Smith once eulogised, “Janis laid the foundations for all of us. She redefined what it meant to be a woman in rock.” Their friendship was only during the final 12 months of Joplin’s life, and it was Bobby Neuwirth who showed Smith what life was like in this exotic bohemia.
When he introduced ‘The Godmother of Punk’ to Joplin, Neuwirth reportedly said: “This is the poet Patti Smith,” and ever since to that moment, the singer referred to Smith solely as ‘The Poet’. Whenever Joplin was in town, she’d hang around with the circle that Smith was involved in, and their friendship paid dividends in a creative sense.
Just three days before her death in 1970, Joplin laid down the astounding vocals on ‘Mercedes Benz’, and little did she know then that it would be her last time in a recording studio. It’s a reimaging of San Francisco beat poet Michael McClure’s piece, ‘C’mon, God, and buy me a Mercedes Benz’ which, with the help of Smith, Joplin transformed it into something even more masterful.

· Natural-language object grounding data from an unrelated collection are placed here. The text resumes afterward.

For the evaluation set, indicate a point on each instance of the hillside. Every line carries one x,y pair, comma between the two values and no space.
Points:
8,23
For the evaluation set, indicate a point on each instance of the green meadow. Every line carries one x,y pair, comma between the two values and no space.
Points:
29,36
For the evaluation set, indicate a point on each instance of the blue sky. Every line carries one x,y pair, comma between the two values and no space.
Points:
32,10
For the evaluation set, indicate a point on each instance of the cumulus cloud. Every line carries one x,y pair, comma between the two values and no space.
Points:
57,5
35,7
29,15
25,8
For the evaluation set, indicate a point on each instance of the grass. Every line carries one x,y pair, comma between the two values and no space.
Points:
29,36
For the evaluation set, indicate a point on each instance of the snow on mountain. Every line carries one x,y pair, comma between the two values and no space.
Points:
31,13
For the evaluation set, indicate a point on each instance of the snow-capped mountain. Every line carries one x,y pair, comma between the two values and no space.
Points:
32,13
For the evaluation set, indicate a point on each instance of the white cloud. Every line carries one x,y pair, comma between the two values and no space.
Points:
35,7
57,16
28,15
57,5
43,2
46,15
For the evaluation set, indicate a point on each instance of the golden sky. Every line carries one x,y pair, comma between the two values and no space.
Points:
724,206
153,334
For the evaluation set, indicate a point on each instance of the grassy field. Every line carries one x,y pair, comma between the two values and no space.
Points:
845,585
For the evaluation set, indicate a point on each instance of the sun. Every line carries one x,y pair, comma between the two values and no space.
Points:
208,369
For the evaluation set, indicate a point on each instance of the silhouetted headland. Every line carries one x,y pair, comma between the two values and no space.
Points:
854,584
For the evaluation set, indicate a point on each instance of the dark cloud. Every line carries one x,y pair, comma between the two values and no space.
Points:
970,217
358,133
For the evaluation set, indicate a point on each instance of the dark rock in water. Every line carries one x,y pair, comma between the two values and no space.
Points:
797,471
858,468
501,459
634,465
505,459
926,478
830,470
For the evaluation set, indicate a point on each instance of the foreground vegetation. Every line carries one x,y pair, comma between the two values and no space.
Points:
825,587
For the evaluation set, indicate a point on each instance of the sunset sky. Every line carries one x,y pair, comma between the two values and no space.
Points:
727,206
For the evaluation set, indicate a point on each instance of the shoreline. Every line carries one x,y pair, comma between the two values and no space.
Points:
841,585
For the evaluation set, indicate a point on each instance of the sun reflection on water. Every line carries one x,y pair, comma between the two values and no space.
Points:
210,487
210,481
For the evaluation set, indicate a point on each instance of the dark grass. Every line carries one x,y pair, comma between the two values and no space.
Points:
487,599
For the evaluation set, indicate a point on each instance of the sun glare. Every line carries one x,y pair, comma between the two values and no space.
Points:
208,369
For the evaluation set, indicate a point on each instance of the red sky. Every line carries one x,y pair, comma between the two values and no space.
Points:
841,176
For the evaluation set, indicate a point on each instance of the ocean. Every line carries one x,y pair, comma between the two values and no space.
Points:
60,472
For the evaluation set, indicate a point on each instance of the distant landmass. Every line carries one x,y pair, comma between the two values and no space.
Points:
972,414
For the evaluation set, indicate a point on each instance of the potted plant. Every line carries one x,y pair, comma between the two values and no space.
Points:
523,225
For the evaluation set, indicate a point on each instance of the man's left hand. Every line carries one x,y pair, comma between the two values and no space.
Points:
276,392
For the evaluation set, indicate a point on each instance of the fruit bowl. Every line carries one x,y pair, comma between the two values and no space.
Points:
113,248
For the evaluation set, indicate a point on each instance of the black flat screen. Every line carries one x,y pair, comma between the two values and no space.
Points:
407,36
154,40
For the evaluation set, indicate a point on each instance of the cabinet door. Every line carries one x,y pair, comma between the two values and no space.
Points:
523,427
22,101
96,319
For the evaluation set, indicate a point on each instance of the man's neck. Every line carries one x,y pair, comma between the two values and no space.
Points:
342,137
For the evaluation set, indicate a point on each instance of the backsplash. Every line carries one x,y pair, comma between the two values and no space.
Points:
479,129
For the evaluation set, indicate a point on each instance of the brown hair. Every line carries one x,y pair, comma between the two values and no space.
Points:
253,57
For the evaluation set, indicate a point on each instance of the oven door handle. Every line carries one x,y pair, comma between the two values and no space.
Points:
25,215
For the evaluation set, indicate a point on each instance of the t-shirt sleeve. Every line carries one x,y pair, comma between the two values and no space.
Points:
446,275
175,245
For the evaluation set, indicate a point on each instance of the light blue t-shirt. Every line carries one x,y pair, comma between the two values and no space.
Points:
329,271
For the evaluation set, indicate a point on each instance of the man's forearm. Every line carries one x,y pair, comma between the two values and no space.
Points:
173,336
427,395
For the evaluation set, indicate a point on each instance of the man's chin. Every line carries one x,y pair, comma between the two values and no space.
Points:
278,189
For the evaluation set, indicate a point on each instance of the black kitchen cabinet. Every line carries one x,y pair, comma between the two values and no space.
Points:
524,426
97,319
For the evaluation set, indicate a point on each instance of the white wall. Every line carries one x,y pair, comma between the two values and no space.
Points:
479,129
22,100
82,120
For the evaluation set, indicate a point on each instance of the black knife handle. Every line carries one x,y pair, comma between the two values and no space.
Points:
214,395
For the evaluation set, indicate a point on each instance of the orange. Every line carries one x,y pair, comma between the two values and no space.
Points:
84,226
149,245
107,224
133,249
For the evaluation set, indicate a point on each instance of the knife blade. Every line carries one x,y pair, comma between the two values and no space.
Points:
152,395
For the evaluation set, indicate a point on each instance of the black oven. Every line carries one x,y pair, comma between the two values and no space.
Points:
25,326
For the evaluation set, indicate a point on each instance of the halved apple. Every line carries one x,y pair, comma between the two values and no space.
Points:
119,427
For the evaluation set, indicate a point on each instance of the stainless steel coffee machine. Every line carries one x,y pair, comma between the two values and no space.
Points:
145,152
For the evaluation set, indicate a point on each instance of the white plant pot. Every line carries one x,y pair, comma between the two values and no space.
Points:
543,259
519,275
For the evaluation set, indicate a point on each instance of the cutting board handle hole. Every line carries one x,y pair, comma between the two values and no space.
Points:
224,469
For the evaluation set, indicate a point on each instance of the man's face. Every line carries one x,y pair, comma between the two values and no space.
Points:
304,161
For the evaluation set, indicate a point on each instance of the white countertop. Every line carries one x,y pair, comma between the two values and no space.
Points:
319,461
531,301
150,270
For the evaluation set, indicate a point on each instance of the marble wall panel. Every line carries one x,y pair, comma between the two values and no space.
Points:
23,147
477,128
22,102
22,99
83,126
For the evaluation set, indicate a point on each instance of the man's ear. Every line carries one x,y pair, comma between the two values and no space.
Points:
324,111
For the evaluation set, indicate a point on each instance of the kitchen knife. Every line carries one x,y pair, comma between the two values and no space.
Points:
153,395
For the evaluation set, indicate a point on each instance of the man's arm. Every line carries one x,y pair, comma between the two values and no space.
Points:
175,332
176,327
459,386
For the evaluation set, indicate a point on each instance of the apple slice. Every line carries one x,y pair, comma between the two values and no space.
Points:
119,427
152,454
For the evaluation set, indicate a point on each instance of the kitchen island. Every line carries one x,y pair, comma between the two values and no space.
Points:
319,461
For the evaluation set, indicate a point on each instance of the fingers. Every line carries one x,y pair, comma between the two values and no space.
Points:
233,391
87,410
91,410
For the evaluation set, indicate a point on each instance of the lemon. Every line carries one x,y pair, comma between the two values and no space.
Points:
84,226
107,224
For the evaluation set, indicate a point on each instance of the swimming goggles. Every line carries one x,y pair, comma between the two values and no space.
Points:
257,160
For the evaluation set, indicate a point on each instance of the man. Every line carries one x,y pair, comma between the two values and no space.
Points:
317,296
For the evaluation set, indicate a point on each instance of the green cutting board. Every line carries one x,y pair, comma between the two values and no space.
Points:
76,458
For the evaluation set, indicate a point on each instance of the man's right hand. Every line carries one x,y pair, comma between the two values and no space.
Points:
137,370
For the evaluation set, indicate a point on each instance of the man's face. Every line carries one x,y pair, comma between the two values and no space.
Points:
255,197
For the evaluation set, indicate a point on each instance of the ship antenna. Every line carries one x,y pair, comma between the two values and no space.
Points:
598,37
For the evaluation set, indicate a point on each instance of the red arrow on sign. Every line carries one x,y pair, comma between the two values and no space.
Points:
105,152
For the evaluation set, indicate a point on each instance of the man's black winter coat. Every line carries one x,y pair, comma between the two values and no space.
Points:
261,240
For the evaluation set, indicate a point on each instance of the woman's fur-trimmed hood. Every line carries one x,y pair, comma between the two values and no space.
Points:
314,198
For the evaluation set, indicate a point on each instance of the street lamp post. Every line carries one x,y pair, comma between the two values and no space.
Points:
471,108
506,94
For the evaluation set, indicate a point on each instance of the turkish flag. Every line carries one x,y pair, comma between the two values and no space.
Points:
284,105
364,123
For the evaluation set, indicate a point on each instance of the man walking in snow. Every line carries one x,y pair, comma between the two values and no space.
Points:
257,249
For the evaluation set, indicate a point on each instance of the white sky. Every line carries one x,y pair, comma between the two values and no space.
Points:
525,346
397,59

The idea to record a version of it came during an afternoon spent drinking written at Vahsen’s, a Port Chester, New York bar, an impromptu poetry jam between Joplin, Smith and Neuwirth. Shortly after, Joplin decided to thrust the half-baked idea into her set Port Chester’s Capitol Theater that evening and recorded it shortly afterwards.
In Smith’s memoir Just Kids, she talked about the famous trip to Vahsen’s and revealed that the esteemed group were also joined on the drinking session by Rip Torn and Geraldine Page. Smith recalled that Joplin started reciting, “Oh, Lord won’t you buy me a Mercedes Benz” – the first line of McClure’s song. The four others then started banging beer mugs on the table to form a rhythm, and Neuwirth wrote down lyrics he and Joplin came up with on a napkin. Janis later introduced the song at her show that evening by saying, “I just wrote this at the bar on the corner. I’m going to do it Acapulco.”
Joplin was a free spirit, and her creative process for ‘Mercedes Benz’ epitomises the maverick way that she worked. There was no clear plan, she just followed her heart, and a playful joke with friends in a bar somehow ended up leading to a stone-cold classic.